Ömür boyunca bu vuslata yürüdü Faruk Efendi

 

İslam felsefesinde, tasavvufta, tarikat neşe’sinde, hususiyle irşad ve içtihad işlerinde pek şayan-ı dikkat bir sima olan Pirimlerden Şeyh Ali Rıza Efendi’nin ezel fermanına rıza göstererek Hakk’a göçüşünden sonra ufacık tefecik boyunda umulmaz kıymetler taşıyan “Sığırlı’lı Küçük Faik Efendi Hoca için de” – sizlere ömür” dediler.

Arkadan üç beş gün geçmedi, çok efendi, terbiyeli, emektar bir mektebci, tertemiz samimi bir dost olan Muallim Servet bey de sessiz habersiz bu kafileye karışı verdi. Üçer beşer gün ara ile aramızdan, ayrılarak baki âleme göç ettiler. Yine o günlere yakın bir zamanda Tivnikli Hacı Faruk Bey Hoca’nın kısa bir rahatsızlıktan sonra Huzur-u Kibriya’ya çıktığı haberi bölgeye diğer acıları unutturarak büyük üzüntülere gark etmiştir.

“İlmiye”den bulunduğu halde, kişizâde beyzâde olması itibariyle, memleketinde “Bey” diye bilinen Hacı Ömer Faruk Bey, sadece doğup büyüdüğü Tivnik köyünün değil, bütün bir Erzurum’un kendisi ile öğündüğü ve pek çok sevdiği, eşi azalmış kıymetlerden biri idi.

On dört yıl kadar önce vafat eden Kolağası Halifelerinden Merkez Vaizi Tazegüllü Şeyh Ahmet Fevzi Efendi ( Vefatı: 26 Mart 1944 ) den sonra Erzurum şehri içinde, Rabbani Maarifi (Din kültürünü) gerçek manasıyla, tam bir liyakatla temsil ve teşkil edenlerin başında son olarak bir de Faruk Bey geliyordu.
Hacı Faruk Bey hakikaten bir varlıkdı. Şer’i ve nakli ilimlerin çoğunda, hele hadiste, kelamda, fıkıhta, tarih, siyer ve kavaid de mütebahhir denilecek kudrette idi.

Derslerinde mana ve mahiyetini izaha çalıştığı bir hadisi şerifi, şerh ve tahlil ederken haddesena hadesena  ( Bize anlattı) diye bütün ravileri sırasıyla okur, sened ve mesnedlerini ezber olarak yerli yerinde birer birer söyler ve gösterirdi. Kafasının arşivinde bu şekilde, tertiplenmiş sıralanmış en aşağı yüzlerce hadisi şerif vardı. Bunun içindir ki “Benden kırk hadis belleyen şefaatime layık olur” mealindeki Peygamber sözünün verdiği büyük müjdeye fazlasıyla hak kazanmıştı. O’nu yakından tanıyanlar ve mevzuundaki iktidarını bilenler, “Kaadı tefsirini ezber okur …” derlerdi.
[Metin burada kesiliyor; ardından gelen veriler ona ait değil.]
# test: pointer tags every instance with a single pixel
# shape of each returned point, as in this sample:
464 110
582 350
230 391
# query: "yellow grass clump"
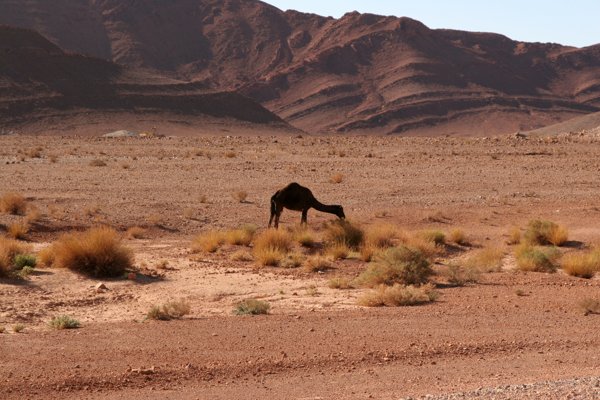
13 203
404 265
514 235
583 265
536 258
208 242
344 232
398 295
271 246
316 263
458 236
9 250
381 236
97 252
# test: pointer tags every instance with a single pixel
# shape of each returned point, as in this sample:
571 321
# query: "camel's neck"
331 209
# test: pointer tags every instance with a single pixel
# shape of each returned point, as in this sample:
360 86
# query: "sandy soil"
511 328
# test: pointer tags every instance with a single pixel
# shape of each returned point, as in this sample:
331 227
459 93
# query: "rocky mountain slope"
38 81
358 73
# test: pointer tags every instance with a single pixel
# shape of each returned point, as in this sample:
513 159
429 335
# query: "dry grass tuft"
18 230
13 203
381 236
340 283
293 260
208 242
514 235
252 307
135 232
536 259
338 251
344 232
317 263
170 310
398 295
97 252
336 178
241 255
583 265
458 236
404 265
9 250
590 306
540 232
488 259
433 236
304 236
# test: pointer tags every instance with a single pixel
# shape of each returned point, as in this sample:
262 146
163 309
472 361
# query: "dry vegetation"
97 252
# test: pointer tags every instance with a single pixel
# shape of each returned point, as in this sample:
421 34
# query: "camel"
298 198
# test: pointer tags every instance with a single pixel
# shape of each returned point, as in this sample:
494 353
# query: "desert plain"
507 334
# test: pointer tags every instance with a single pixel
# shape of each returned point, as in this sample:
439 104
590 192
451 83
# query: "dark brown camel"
298 198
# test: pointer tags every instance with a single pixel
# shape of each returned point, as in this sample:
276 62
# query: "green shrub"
252 307
64 322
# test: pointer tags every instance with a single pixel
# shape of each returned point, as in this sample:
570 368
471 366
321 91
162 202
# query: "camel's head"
339 211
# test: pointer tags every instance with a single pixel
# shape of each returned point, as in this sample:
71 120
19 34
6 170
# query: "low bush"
403 265
252 307
398 295
344 232
64 322
458 236
541 232
583 265
317 263
97 252
434 236
10 249
170 310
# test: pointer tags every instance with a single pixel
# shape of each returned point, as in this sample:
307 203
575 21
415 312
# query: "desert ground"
511 334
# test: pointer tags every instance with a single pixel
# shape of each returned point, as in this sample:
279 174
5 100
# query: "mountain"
359 73
39 81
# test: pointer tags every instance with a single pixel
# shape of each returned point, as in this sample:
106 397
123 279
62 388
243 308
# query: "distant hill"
358 73
588 123
39 81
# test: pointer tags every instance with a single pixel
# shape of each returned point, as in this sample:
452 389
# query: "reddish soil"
360 73
509 328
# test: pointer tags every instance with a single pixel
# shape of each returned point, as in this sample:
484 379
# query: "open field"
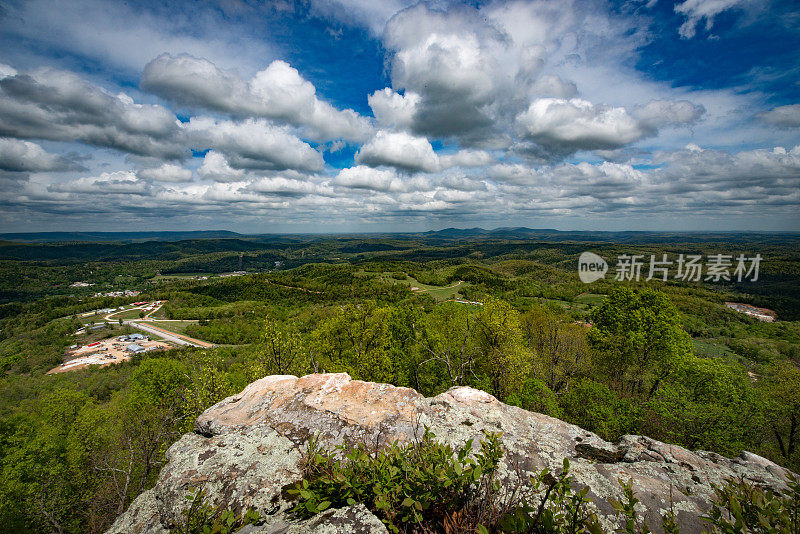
439 293
177 326
102 353
590 299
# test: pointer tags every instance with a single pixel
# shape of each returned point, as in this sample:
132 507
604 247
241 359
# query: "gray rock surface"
246 448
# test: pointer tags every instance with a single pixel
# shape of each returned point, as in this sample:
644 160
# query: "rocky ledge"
245 449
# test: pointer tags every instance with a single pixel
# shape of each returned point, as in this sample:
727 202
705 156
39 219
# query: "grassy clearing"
439 293
126 315
710 349
173 326
590 299
181 276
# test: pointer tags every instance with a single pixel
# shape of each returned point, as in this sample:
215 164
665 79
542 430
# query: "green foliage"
743 508
638 339
560 510
420 483
200 517
594 406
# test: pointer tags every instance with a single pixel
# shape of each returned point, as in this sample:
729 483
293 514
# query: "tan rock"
246 448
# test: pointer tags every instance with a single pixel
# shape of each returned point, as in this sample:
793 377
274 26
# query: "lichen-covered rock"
246 448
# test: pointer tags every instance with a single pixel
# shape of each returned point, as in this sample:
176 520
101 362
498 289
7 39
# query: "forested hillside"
662 359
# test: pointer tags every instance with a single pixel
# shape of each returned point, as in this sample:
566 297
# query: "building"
762 314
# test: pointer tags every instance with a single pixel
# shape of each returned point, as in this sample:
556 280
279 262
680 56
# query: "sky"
368 115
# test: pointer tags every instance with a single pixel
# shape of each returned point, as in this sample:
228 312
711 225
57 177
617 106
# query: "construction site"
108 351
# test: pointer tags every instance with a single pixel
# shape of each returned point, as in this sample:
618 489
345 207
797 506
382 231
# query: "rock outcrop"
246 448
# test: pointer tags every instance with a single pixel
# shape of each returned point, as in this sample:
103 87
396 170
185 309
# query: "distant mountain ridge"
50 237
446 234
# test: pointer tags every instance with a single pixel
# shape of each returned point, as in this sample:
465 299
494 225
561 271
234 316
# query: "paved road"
169 336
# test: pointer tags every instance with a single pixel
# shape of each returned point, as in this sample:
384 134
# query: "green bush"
406 485
743 508
203 518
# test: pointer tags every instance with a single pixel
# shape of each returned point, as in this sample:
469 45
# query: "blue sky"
357 115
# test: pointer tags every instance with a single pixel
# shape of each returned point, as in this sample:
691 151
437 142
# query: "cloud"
562 126
278 92
399 150
215 167
124 37
363 177
659 113
697 10
253 144
566 126
119 182
24 156
393 109
58 105
288 187
782 116
167 172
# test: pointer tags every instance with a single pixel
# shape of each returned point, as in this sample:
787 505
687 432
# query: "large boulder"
247 448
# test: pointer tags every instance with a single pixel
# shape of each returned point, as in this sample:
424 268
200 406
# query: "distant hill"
118 237
447 234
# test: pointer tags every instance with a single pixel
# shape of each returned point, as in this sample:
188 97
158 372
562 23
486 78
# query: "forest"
666 359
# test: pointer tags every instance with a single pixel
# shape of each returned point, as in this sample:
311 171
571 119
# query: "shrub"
424 483
203 518
743 508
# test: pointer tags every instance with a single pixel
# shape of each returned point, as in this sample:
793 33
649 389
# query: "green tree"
448 344
503 361
637 339
780 391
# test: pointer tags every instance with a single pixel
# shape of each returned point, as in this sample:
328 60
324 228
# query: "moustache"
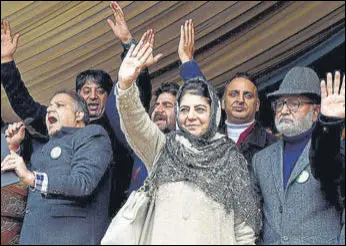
158 116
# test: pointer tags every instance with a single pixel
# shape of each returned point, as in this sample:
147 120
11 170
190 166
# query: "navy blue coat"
75 208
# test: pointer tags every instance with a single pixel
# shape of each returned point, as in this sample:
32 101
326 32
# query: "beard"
296 126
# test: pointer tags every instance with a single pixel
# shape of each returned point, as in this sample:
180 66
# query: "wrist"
6 59
185 59
14 147
124 85
127 39
29 179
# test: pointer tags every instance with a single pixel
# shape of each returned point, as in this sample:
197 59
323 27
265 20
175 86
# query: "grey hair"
79 104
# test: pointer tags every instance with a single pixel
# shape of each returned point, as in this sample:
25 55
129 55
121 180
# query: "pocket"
320 241
61 211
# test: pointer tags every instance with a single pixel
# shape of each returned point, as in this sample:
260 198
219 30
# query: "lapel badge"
55 153
303 177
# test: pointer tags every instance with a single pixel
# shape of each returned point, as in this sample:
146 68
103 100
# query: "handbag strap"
148 181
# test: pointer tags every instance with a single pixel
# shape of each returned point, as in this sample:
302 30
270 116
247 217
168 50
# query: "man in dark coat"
327 153
95 87
240 101
69 178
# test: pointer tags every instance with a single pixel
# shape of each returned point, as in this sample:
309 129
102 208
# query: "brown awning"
59 39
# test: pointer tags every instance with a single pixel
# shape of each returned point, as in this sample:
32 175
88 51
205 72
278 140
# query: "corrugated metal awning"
61 38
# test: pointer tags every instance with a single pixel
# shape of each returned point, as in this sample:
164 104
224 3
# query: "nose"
93 94
241 98
285 110
159 108
191 115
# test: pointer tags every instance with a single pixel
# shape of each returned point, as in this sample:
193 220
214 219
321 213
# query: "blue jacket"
74 210
139 172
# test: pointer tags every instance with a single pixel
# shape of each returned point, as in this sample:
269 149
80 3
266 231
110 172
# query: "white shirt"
235 130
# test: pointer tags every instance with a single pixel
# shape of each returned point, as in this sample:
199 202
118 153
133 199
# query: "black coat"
327 159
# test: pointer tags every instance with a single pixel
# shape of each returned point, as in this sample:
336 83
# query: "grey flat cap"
299 80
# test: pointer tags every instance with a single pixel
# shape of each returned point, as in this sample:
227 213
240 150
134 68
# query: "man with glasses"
294 207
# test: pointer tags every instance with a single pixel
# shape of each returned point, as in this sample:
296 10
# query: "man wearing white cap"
294 208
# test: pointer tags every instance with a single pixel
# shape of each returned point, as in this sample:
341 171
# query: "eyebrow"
198 105
90 86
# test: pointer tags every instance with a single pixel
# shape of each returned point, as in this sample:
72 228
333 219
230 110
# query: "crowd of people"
90 148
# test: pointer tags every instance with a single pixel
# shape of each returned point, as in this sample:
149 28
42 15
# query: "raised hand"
187 42
150 38
16 163
333 100
135 61
119 28
8 44
15 134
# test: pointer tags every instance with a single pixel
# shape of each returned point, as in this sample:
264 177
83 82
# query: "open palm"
8 44
333 100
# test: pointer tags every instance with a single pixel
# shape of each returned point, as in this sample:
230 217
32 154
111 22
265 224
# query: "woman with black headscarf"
204 191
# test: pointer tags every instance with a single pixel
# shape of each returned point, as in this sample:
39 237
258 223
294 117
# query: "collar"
245 135
299 138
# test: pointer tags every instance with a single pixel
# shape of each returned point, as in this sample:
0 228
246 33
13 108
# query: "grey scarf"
214 164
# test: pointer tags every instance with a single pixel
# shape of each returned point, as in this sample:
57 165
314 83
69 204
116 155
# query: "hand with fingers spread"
15 134
16 163
333 99
8 44
150 38
135 61
119 28
187 41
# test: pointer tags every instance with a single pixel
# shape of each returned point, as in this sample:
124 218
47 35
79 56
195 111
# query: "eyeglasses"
292 104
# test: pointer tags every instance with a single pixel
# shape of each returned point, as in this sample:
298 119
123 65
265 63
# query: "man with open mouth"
67 174
95 87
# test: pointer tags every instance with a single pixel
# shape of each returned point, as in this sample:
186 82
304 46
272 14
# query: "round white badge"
55 153
303 177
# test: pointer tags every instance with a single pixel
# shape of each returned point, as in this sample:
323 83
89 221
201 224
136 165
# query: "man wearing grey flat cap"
294 208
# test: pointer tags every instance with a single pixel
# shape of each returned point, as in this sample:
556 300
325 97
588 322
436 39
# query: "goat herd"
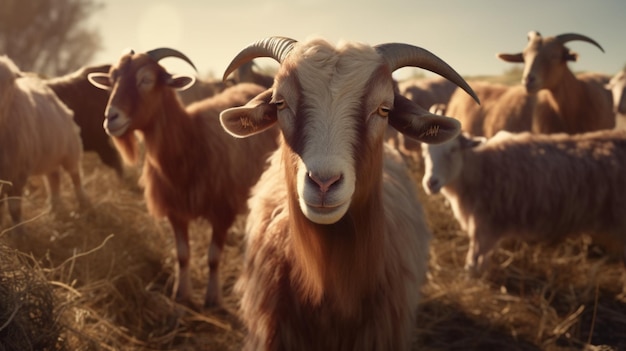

Memleketinin mahalli tarihini, yerli folklorunu ilmiye içinde O’nun kadar iyi bilen ve anlatan insana az rastlanır. Bu hususta çok esaslı olan bilgisinden, Erzurum için yazılmış bir takım eserleri haklı olarak beğenmeyecek, haklı olarak eksik ve kusurlu görecek dereceye gelmişti.

Mesela Hazreti Ömer (Ra) zamanında Erzurum’a gelen kumandanlardan İlyaz ibni Ganem’in icraatından, onun idari ve askeri şahsiyetinden, köyünün meşhur menkıbesi “Altın bulak” hikayesine kadar her şeyi iyi biliyor, iyi tanıyordu.

Şehrinin ve köyün kabristanı ve buradaki meşahir kitabeleri evinin odası gibi idi. Memleket büyüklerini tarihe mal olmuş şahsiyetleri, kapı komşusundan bahseder gibi birer birer sayar dökerdi.

Sorulan ilmi meseleyi doyuruncaya kadar cevaplandırmazsa içi rahat etmezdi. Bunların hal tercümeleri ve hususi vesikalara dair verdiği malumat çok defa kitap olacak zenginlikteydi. Bildikleri toplana bilseydi şehrin iç tarihi için bulunmaz bir vesika olurdu. Bunlar arasında kendi hocası bulunan; Feyziyye Kurşunlu müderrisi Şavşıtlı Hacı Süleyman efendi ( Vefatı: 22 Teşrinievvel 1330–1914) den dört tertibde icazetname alan belli başlı ulemayı – O’nun tasnifine benzer şekilde – mesleki kıymet ve hüviyetleri ile sıralayacak dolayısıyla tarihe tanıtacak bir kimseye rastlanmazdı.

Tabiiyetiyle medreseden yetişmiş, medresede büyümüş kuvvetli bir “Hoca” olduğu halde dinin ve akidenin ince tarafı olan tasavvufu da – irfanla anlayışı ile hoş görmüş, hazmedebilmişti. Bundan dolayı seher vakitleri Hoca Faruk Bey’i, çok defa  “ Tivnikli Derviş Faruk” mertebesine çıkaran tescillerle dolup taşmıştır…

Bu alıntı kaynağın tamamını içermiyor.